API for MongoDB Supported Functionality is surfaced as Change Streams, which can be consumed using standard MongoDB drivers.
API for Cassandra Supported Functionality is surfaced as Change Feed with CQL query.
API for Gremlin Supported Change feed can be consumed using the Change Feed Processor or Pull Model.
API for Table Not Supported The change feed feature is not available for this API.
API for PostgreSQL Not Supported The change feed feature is not available for this API.
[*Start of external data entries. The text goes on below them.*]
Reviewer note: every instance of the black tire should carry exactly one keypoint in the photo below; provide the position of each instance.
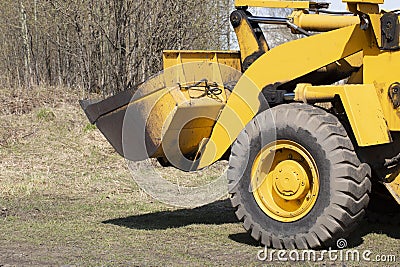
(382, 207)
(344, 180)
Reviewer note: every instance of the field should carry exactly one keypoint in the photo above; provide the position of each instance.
(67, 199)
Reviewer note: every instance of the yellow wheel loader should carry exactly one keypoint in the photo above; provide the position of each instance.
(311, 127)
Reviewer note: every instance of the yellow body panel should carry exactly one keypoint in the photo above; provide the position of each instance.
(362, 107)
(273, 3)
(278, 66)
(321, 23)
(394, 188)
(381, 69)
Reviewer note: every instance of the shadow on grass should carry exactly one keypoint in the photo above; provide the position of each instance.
(221, 212)
(218, 212)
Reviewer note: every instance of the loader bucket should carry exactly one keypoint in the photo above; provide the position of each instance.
(171, 115)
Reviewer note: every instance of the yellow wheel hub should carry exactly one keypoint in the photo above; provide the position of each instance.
(285, 181)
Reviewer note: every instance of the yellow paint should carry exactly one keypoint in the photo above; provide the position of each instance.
(273, 3)
(285, 181)
(321, 23)
(394, 187)
(277, 65)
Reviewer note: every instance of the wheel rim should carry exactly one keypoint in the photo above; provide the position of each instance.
(285, 181)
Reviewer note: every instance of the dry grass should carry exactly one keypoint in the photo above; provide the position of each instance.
(66, 198)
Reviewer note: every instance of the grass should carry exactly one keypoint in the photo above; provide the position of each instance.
(66, 198)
1. The Low-Level Operation

At its core, ReadFeed is the name of the operation that an SDK or the REST API uses for:

  • Listing all documents in a container: When you iterate over all items in a collection without a specific query, the underlying request is a ReadFeed on the documents resource (/dbs/{db-id}/colls/{coll-id}/docs).

  • Listing all databases or containers: Retrieving the list of resources for administrative purposes.

  • The Change Feed: The most important use of the ReadFeed mechanism is for the Change Feed.

The Change Feed is the persistent, ordered log of changes that happen to items in a container. When you consume the Change Feed, your application is technically performing a specific type of ReadFeed operation.

The Azure Monitor metrics confirm this by having a specific metric type: Total Request Units - Operation Type ReadFeed. This metric tracks the RU cost of all operations that pull a list of resources or changes from the container.

SDK for Change Feed

It's like an eventhub it always handles "at-least-once" and persisted. Must use the same processorName (or the same leasePrefix). Note processorName can also be used for scalability, i.e. few application with 1 feed processor.

It uses persistent, append-only transaction log. Unlike a typical message queue (like Event Hubs, which has a maximum retention period, usually 90 days), the Change Feed persists changes for the lifetime of the container. You can read from the very beginning of the container's history at any time.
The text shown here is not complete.